I went back to the daily grind Thursday morning after a relatively relaxed day at a management seminar on Wednesday. This once-a-month series is broken up so that each day-long session covers some important aspect of managing a work place. Yesterday’s subject: Time management, something I could always use help with. Even if I learned only one thing, it would’ve been worth taking a day away from the office to find a way to make better use of just one minute. Hours would be better, but I’ll take minutes in a pinch.
And I did learn a few more good tricks, but what I’ll remember about yesterday’s seminar for a long, long time is that there are still some people out there who think Steven Covey’s da bomb.
Seriously? Steven Covey, the guy who raked in a butt-ton of money by getting every managerial wanna-be from here to Poughkeepsie to make his management guide The Seven Habits of Highly Effective People mind-bogglingly popular? Never that it’s the most irritating book I’ve been forced to read after Moby-Dick.

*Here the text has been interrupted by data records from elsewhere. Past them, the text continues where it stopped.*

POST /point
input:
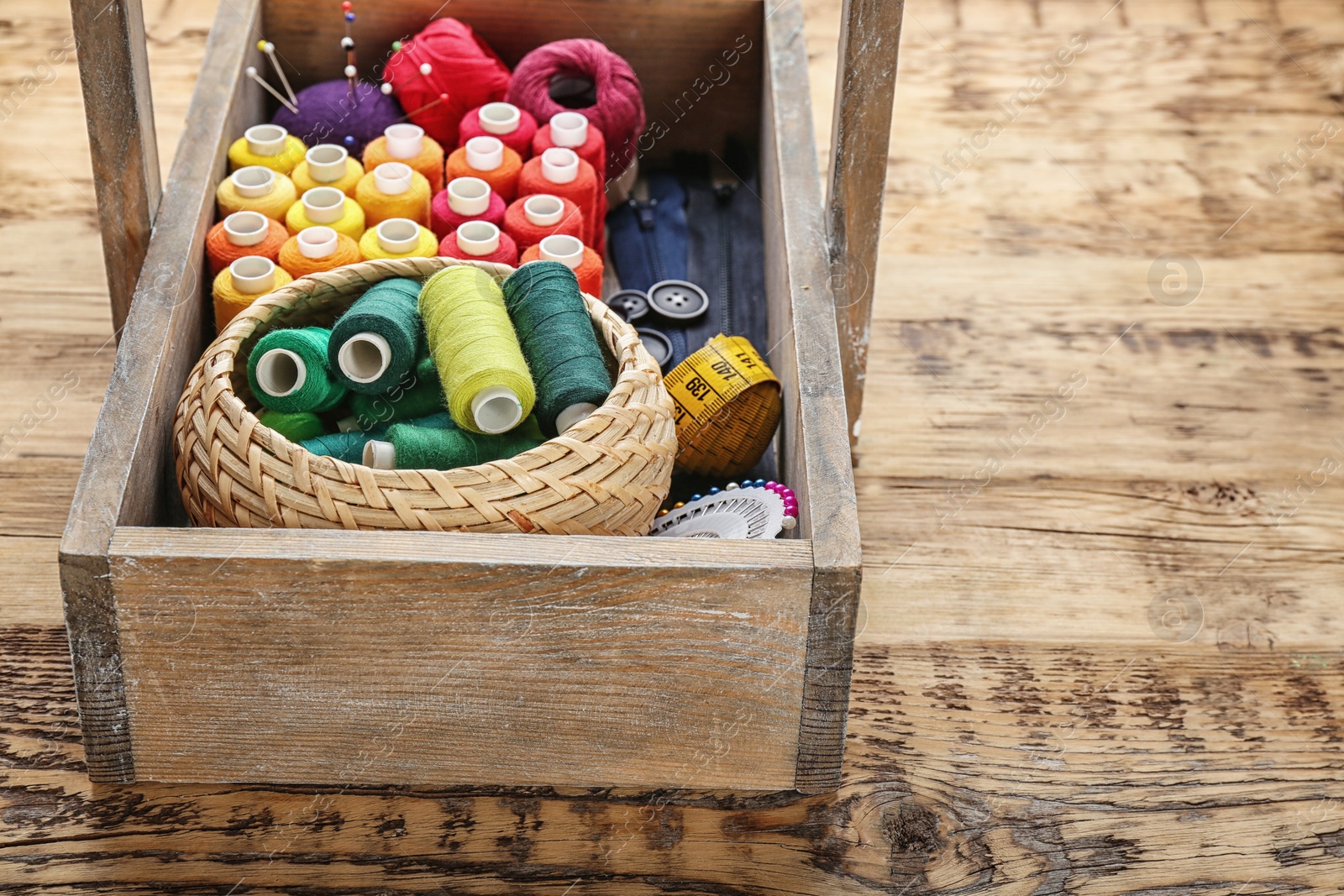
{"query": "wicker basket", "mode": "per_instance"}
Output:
(605, 476)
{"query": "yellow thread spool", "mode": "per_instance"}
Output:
(727, 405)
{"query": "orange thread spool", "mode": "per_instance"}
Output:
(427, 156)
(339, 248)
(222, 251)
(549, 215)
(561, 172)
(491, 160)
(588, 268)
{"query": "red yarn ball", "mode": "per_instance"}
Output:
(618, 112)
(461, 65)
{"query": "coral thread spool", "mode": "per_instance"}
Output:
(571, 253)
(488, 159)
(465, 199)
(480, 241)
(531, 219)
(244, 233)
(407, 144)
(327, 165)
(394, 190)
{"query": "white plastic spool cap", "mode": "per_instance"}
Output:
(327, 163)
(393, 177)
(398, 235)
(561, 248)
(316, 242)
(468, 195)
(281, 372)
(253, 181)
(324, 204)
(484, 154)
(559, 165)
(381, 456)
(253, 275)
(543, 210)
(405, 141)
(246, 228)
(499, 117)
(365, 356)
(496, 410)
(569, 129)
(265, 140)
(477, 238)
(573, 414)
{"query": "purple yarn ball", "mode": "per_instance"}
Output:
(327, 114)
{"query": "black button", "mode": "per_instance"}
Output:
(629, 304)
(658, 345)
(678, 300)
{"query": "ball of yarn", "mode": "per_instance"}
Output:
(504, 254)
(371, 249)
(346, 183)
(528, 234)
(300, 265)
(616, 107)
(461, 66)
(296, 427)
(428, 163)
(329, 113)
(221, 253)
(410, 398)
(313, 385)
(519, 140)
(230, 302)
(558, 342)
(380, 206)
(503, 181)
(444, 221)
(284, 161)
(589, 273)
(351, 222)
(472, 342)
(273, 204)
(584, 191)
(389, 309)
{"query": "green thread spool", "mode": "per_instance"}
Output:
(296, 427)
(476, 351)
(558, 342)
(416, 396)
(288, 371)
(417, 448)
(349, 446)
(374, 343)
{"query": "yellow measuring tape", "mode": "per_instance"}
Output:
(727, 406)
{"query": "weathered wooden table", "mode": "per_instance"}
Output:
(1101, 642)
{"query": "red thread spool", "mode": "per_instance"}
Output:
(460, 65)
(480, 241)
(488, 159)
(561, 172)
(588, 268)
(514, 127)
(222, 251)
(474, 201)
(549, 215)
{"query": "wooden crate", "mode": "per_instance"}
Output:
(463, 658)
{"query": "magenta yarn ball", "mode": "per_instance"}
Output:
(328, 113)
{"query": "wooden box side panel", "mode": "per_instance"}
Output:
(447, 658)
(675, 47)
(127, 474)
(815, 446)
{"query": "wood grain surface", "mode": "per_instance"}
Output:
(1115, 668)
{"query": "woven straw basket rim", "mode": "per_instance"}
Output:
(604, 476)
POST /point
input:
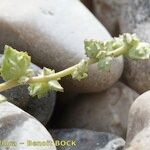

Seven Habits became such a runaway best-seller that even the United States Air Force adopted its management lessons, unfortunately. They did this while I was in mid-career, so for several agonizing years I sat through leadership classes listening to The Word of Steven Covey delivered by one sergeant after another with the inextinguishable enthusiasm of a newly-converted Christian.
Classes that espouse the Covey doctrine are exhaustingly dull because Covey’s pronouncements are trite and obvious to me. “First things first” was one of the seven habits, for instance. I’m pretty sure that was old, worn-out advice back when Ben Franklin left it out of Poor Richard’s Almanac. “Put yourself in the other person’s shoes” was another habit, and so was “change starts from within.” This guy plagiarized everybody from Jesus to Lao-Tsu and made a million bucks selling day planners and motivational posters emblazoned with his banal one-liners.
I can’t deny that Covey had made a long-lasting stamp on our culture. Ever been advised to be more “proactive”? That’s a Coveyism. Ever heard a manger agonize over how to best strive for “synergy”? Covey again. Do you understand what “win/win” means? Neither do I, but Covey does. Or says he does. But just because managers are still spouting Covey-coined words and phrases doesn’t make it worthwhile, much less interesting.
And a great deal of what he says just doesn’t make sense, when you think about it for more than two seconds. Just what is the difference between being “highly effective” and merely “effective”? If you’re effective, you’re getting things done. If you’re “highly effective,” you’re getting things done … how, exactly?
Boiled down, Covey’s Seven Habits are mere common sense. Here, for what it’s worth, are my Seven Habits of Effective People:
1. Get your ass out of bed every day.
Everyone who has ever gained a reputation as a mover and shaker got that way only because he got off his ass and did something. People who just laid there, wallowing in wretched self-indulgence? Not so much.
2. You can drink more coffee from a bigger mug.
Modern science has yet to devise a truly bottomless cup of coffee, so a big-shot boss drinks from a big-ass coffee cup, right up to to day that acid reflux sets in. It helps if the cup has “#1 Boss” on it.
3. A kick in the tail is a step forward.
If you’re not advancing, you’re in the way. There’s a lot to be said for motivational speaking, but it’s proven that nothing gets a slacker moving like a size twelve boot inserted rectally at high velocity. When you get one of these, don’t be mad, be grateful.
4. You do better work in a comfy chair.
After you land that office job, look around to see who’s got the newest, most comfortable office chair. Your first goal should be to get your ass in that chair. I’m not talking about the job that goes with the chair, just that chair. After you’ve been in the office a couple weeks, come in early or stay late one day. Move a bunch of the chairs around and make sure the comfy chair ends up in your cubicle. Then fart in it a lot so nobody ever wants it back even if they figure out you’ve got it.
5. Make the coffee.
Even if you’re the supervisor, make the coffee. That way, you get the first cup and you can take as much as you want. Nobody will ever grumble about it, or blame you for draining the pot or not making more.
6. Let every call go to voice mail.
It reduces interruptions. Also, get a wireless headset, wear it all the time and, when people come to the door of your office, raise a finger while staring intently at your computer screen, read something off the screen, then look at your visitor and mouth the words, “On the phone.”
7. Pet the cat.
Take a long walk on the sunny days. Stop and smell the roses. Whatever.